The animal protection NGO said that Lyubo was visibly sick and had an injured paw. At the same time, they believe that the animal care contract at the zoo has expired and has not been extended.
Prosecutors will require the lion’s medical records and appoint a veterinarian to determine the lion’s injuries, evaluate their extent and their consequences.
Documents from the municipality of Razgrad regarding the status of the zoo, the ownership of the animals, their condition and the staff responsible for their care will also be required.
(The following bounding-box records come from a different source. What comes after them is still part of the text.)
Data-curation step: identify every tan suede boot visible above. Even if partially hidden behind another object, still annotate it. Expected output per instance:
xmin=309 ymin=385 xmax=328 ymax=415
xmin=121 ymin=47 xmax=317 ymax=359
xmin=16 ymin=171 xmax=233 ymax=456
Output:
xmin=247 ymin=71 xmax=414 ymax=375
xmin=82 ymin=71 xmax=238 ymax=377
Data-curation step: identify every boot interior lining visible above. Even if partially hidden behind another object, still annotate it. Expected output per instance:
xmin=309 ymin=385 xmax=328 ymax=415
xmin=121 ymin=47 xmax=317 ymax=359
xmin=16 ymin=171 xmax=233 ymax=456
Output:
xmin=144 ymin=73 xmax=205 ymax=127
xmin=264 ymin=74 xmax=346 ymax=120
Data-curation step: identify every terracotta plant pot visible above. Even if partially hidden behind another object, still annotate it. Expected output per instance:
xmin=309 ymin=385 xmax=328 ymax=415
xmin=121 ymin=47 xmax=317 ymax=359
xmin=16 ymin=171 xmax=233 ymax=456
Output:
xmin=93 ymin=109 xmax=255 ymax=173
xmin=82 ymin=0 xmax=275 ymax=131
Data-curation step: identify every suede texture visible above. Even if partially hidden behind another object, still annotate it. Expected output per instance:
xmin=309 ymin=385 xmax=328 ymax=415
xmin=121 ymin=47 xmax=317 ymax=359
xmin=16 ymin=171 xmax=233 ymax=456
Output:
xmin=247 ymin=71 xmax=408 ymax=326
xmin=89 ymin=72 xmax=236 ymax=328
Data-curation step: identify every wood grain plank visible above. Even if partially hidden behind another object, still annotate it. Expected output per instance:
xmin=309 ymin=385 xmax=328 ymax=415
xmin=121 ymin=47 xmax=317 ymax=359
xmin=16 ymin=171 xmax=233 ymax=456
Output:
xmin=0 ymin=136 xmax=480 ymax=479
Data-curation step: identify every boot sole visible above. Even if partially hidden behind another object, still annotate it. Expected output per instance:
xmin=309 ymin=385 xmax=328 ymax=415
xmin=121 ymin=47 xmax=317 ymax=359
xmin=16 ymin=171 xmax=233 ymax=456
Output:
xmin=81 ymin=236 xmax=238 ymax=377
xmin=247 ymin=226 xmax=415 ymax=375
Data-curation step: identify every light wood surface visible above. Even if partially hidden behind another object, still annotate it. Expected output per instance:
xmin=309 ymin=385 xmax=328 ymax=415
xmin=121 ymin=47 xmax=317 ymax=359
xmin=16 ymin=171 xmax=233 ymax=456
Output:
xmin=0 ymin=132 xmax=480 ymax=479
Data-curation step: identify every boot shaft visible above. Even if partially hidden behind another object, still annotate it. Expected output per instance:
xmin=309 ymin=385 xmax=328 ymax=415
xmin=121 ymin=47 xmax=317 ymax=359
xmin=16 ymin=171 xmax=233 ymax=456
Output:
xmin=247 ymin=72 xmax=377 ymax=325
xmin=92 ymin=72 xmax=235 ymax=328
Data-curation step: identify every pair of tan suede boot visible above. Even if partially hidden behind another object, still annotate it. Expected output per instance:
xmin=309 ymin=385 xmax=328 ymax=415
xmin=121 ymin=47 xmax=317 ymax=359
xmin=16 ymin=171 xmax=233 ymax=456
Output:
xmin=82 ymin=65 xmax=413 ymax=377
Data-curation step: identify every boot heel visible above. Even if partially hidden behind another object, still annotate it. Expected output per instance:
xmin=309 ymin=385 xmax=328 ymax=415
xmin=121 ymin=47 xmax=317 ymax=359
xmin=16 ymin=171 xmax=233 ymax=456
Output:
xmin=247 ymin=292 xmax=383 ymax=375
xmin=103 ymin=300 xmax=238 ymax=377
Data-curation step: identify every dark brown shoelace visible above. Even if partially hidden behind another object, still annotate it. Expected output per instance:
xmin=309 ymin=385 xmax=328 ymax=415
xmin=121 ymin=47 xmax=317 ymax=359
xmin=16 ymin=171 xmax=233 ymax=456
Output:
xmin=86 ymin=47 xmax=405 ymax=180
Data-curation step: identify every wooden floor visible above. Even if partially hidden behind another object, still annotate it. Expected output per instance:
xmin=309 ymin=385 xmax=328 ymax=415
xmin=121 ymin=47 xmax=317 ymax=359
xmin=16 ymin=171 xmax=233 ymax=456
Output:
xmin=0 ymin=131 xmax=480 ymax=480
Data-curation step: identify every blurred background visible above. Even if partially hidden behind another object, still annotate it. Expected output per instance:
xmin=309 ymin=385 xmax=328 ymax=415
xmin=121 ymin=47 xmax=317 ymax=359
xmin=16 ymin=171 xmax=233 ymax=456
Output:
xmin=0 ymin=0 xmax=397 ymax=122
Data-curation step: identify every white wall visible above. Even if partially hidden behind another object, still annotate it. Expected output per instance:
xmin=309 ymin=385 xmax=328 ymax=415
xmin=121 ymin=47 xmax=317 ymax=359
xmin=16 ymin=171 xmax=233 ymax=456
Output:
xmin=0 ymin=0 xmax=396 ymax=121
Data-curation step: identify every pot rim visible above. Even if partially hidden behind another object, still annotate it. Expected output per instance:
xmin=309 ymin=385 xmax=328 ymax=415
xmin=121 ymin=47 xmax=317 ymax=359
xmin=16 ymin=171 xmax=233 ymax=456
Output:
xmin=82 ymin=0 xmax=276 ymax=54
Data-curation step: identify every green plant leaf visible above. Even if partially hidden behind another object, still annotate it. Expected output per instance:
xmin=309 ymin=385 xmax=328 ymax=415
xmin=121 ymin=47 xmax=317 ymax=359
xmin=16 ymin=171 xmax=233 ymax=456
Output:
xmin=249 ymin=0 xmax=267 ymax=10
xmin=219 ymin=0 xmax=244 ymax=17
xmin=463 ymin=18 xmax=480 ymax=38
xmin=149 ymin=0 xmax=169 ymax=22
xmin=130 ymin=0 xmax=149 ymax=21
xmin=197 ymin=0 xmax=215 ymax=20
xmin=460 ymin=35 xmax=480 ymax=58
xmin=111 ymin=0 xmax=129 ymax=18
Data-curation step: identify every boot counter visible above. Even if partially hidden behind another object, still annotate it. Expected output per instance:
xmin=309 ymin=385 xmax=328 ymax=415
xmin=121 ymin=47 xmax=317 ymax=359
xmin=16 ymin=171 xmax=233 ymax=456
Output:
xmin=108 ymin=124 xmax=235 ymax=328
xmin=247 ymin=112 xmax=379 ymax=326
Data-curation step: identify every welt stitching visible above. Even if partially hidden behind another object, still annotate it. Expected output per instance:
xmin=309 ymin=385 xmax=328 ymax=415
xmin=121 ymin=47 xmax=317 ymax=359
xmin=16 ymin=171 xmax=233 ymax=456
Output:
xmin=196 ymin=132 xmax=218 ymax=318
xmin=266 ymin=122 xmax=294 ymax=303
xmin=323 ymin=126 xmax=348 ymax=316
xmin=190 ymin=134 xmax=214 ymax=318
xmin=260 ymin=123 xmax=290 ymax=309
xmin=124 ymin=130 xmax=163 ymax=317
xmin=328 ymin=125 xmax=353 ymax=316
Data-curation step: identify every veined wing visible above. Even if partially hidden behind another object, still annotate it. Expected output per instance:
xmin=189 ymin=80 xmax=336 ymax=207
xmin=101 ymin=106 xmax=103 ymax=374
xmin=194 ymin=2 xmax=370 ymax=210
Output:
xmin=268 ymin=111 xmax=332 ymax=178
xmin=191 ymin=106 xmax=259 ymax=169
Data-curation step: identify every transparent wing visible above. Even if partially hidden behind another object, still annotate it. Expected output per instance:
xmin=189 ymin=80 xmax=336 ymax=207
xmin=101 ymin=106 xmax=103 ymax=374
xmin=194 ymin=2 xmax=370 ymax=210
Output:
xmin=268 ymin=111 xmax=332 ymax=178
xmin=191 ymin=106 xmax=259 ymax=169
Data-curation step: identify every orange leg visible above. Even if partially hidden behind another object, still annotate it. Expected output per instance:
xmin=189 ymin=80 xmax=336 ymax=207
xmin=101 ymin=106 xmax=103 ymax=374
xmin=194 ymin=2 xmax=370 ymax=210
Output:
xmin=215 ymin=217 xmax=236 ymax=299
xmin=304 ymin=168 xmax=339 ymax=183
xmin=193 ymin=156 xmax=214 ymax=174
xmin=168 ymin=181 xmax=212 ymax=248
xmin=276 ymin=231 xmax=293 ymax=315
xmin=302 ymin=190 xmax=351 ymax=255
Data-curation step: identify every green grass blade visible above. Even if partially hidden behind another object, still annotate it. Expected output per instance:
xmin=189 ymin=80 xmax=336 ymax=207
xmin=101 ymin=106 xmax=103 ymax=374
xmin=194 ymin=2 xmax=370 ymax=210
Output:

The Razgrad District Prosecutor’s Office has ordered the investigation to be carried out within two months.
Lyubo’s condition was the subject of reports on Bulgarian television and radio in early October. In television footage at the time, the lion could clearly to be seen to be limping.
Failure to medically treat the lion properly could result in amputation of the front right paw or the death of the big cat, animal protection NGO Four Paws’ Yavor Gechev told Bulgarian National Radio on October 10.
However, the same report quoted Dr. Mihail Baltadzhiev of the municipality as saying that Lyubo’s condition was improving and that the injured paw was “at the point of healing”.
Baltadzhiev denied media reports of the time that the lion’s enclosure was 40 square metres. It was 230 square metres, he said.
The zoo was operating without a licence from the Ministry of Environment and Water. The documents were filed a year ago. “There is no reason not to issue the permit,” Baltadzhiev told BNR at the time.